Flag Default Description
--ckpt PATH Local .pt bundle or checkpoint directory (mutually exclusive with --pretrained)
--pretrained NAME_OR_REPO Short name (yellow) or HuggingFace repo ID
--hf-filename FILE Filename within the HF repo (required when --pretrained is a full repo ID)
--device DEVICE auto cpu, cuda, mps, or auto
--host HOST 0.0.0.0 Bind address
--port PORT 8000 TCP port
--log-level INFO DEBUG, INFO, WARNING, ERROR

Endpoints

Interactive docs are available at http://localhost:8000/docs once the server is running.

GET /health

Liveness probe.

{"status": "ok"}

GET /info

Returns the loaded checkpoint label, model capabilities, and available attribute controls.

{
  "checkpoint": "yellow",
  "capabilities": {
    "note_density": true,
    "min_polyphony": true,
    "max_polyphony": true,
    "min_note_duration": true,
    "max_note_duration": true,
    "tension": false,
    "supports_token_mask": true,
    "supports_attention_mask": true,
    "supports_attention_approx": true,
    "supports_attention_skip": true,
    "supports_remove": true
  },
  "attributes": {
    "note_density": 10,
    "min_polyphony": 10,
    "max_polyphony": 10,
    "min_note_duration": 10,
    "max_note_duration": 10
  }
}

POST /generate

Generate or infill music. Pass the full score and generation parameters; receive the result score back.

Request body

{
  "score": { ... },
  "request": { ... }
}
  • score — a Score serialised with Score.to_dict() (see Inference API)
  • request — a GenerationRequest dict (see below)

Response

{
  "score": { ... },
  "timing": {
    "model_forward_s": 0.42,
    "encode_s": 0.01,
    "decode_s": 0.01,
    "gen_count": 4
  }
}

Error codes

Status Meaning
400 Malformed score or request dict
422 RequestValidationError — structurally invalid generation request
500 Inference failure

Client example

The server accepts plain JSON — no midigpt dependency needed on the client side.

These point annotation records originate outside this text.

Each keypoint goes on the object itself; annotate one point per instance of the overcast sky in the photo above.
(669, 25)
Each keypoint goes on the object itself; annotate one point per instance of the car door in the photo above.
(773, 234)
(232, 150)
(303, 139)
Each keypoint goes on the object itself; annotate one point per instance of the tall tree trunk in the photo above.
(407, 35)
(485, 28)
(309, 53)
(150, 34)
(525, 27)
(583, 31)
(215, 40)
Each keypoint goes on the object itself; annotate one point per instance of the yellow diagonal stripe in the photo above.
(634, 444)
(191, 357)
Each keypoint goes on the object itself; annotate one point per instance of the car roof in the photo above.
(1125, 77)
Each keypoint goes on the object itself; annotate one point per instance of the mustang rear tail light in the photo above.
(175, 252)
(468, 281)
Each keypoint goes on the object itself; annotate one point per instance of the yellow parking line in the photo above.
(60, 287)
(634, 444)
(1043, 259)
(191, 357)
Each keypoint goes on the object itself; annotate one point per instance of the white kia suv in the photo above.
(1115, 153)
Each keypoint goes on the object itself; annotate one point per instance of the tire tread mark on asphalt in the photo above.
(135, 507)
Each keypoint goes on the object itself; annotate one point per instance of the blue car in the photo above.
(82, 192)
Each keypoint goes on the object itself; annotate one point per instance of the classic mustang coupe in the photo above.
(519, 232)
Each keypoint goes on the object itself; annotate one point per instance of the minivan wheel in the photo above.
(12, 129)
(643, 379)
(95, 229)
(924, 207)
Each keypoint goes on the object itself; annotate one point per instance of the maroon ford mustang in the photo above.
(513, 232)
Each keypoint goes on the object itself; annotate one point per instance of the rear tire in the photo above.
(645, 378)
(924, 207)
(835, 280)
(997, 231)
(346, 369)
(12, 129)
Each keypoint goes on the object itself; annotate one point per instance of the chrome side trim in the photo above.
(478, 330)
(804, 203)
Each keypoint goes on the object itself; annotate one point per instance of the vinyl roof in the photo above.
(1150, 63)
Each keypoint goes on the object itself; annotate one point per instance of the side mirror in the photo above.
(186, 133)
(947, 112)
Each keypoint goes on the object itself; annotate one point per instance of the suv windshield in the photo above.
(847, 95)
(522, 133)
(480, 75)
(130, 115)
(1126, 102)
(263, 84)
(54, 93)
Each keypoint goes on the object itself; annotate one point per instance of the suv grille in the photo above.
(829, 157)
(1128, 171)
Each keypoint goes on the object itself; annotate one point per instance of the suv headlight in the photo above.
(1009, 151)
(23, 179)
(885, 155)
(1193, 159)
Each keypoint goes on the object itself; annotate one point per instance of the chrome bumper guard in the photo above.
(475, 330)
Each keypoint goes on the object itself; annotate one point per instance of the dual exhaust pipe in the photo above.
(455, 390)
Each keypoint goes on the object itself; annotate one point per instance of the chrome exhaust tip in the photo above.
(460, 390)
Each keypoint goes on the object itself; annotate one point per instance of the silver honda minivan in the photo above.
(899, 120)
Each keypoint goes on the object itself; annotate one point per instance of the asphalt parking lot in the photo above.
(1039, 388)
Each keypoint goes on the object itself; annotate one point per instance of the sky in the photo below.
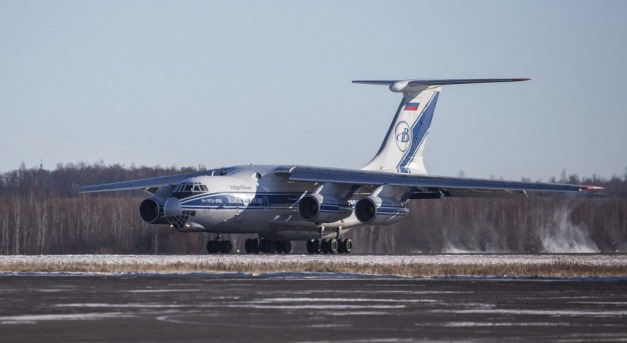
(220, 83)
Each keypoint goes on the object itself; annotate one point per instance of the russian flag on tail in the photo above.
(412, 106)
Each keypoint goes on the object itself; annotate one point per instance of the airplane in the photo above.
(285, 203)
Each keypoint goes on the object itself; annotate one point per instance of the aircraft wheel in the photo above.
(324, 246)
(225, 246)
(313, 246)
(332, 246)
(213, 247)
(267, 246)
(286, 247)
(255, 246)
(251, 246)
(346, 246)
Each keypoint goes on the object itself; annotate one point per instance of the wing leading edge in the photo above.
(453, 185)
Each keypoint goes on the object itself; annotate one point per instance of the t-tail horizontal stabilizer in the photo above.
(403, 146)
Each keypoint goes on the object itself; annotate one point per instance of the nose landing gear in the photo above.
(219, 246)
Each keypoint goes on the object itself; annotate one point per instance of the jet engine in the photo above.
(151, 212)
(323, 209)
(375, 210)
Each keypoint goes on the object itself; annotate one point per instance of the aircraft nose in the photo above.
(172, 207)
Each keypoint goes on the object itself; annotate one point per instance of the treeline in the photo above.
(41, 212)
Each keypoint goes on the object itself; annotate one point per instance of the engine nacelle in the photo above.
(375, 210)
(327, 209)
(151, 212)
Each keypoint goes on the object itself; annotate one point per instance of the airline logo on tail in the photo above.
(403, 136)
(412, 106)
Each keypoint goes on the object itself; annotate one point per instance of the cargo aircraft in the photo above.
(285, 203)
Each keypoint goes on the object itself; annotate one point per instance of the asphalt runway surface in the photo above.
(308, 308)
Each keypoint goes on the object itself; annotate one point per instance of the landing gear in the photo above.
(267, 246)
(329, 246)
(219, 246)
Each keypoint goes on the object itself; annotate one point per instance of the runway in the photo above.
(308, 308)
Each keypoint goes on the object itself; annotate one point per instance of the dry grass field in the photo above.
(577, 265)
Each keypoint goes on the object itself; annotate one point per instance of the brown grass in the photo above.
(553, 268)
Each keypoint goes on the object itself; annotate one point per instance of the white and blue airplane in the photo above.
(285, 203)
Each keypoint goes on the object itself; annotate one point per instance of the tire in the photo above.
(313, 246)
(254, 246)
(333, 246)
(287, 247)
(226, 246)
(348, 245)
(212, 247)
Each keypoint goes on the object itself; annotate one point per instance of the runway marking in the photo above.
(34, 318)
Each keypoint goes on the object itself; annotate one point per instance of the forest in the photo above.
(41, 212)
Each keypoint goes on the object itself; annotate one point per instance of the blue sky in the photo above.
(220, 83)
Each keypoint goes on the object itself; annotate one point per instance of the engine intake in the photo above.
(150, 211)
(375, 210)
(327, 209)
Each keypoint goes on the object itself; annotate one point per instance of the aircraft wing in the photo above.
(426, 185)
(141, 184)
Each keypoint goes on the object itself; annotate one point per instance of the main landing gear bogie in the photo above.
(329, 246)
(218, 246)
(267, 246)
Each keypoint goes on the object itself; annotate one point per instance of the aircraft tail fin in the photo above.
(403, 146)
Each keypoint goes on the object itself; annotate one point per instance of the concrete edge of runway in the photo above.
(319, 276)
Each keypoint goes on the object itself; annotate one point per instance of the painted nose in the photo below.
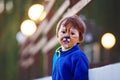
(66, 38)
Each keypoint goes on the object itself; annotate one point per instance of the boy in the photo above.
(69, 62)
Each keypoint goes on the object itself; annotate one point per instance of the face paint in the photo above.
(68, 36)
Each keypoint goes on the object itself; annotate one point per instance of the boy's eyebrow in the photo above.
(64, 27)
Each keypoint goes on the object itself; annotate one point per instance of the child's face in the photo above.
(68, 36)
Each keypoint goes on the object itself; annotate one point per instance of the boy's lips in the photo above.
(66, 40)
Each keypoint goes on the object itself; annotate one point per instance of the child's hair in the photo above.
(76, 22)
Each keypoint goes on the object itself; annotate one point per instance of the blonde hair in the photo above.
(77, 23)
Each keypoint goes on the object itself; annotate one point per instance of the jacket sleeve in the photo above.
(81, 69)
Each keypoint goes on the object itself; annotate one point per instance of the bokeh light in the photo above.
(35, 11)
(108, 40)
(28, 27)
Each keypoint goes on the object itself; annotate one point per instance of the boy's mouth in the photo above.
(66, 39)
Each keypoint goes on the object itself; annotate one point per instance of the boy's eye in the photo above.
(72, 33)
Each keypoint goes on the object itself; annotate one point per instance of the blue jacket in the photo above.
(70, 65)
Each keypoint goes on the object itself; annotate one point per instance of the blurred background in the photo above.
(28, 41)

curl -s -X POST http://localhost:8000/generate \
  -H "Content-Type: application/json" \
  -d '{
    "score": {
      "resolution": 480, "tempo": 500000,
      "tracks": [{
        "instrument": 0, "track_type": "melodic",
        "bars": [
          {"ts_numerator": 4, "ts_denominator": 4, "notes": []},
          {"ts_numerator": 4, "ts_denominator": 4, "notes": []},
          {"ts_numerator": 4, "ts_denominator": 4, "notes": []},
          {"ts_numerator": 4, "ts_denominator": 4, "notes": []}
        ]
      }]
    },
    "request": {
      "tracks": [{"id": 0, "bars": [0, 1, 2, 3]}],
      "config": {"model_dim": 4}
    }
  }'

The response score field contains the filled-in notes in the same JSON shape.


Concurrency

Only one inference call runs at a time (GPU cannot parallelise). Additional /generate requests queue behind the active one; /health and /info remain responsive throughout.